Rep. Lance Yednock, an Ottawa Democrat who led the House call for Mautino's audit, lamented a breakdown in inter-agency coordination which “very likely led to more sickness and deaths." However, he acknowledged that “the terrifying speed of infection” might have rendered the best preparation inadequate.

Mautino's auditors found that last year's inspector general's report had wrongly tainted Anthony Kolbeck, then chief of staff for Veterans' Affairs. Instead of tracking the outbreak, Mautino reviewed scores of emails and determined that Kolbeck reported to IDPH regularly on the situation from its inception. When IDPH didn't act, the audit said Kolbeck requested the agency make a site visit and sought information on rapid tests and antibody treatments.
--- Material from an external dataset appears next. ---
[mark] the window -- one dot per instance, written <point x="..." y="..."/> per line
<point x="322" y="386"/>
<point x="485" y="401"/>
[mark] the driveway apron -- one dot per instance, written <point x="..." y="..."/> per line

Kolbeck nonetheless resigned in the weeks following the outbreak's fallout. So did then-Veterans Affairs Director Linda Chapa LaVia, whom Pritzker replaced in spring 2021 with Terry Prince, a 31-year Navy veteran and former senior adviser to the U.S. Surgeon General.

Steve Levin, a Chicago attorney representing 27 families who filed a lawsuit against the state for the loss of loved ones at LaSalle, said the audit's finding of “extreme negligence is another painful reminder to the families that this was a preventable tragedy.” He demanded Pritzker negotiate a settlement to avoid a lengthy court battle.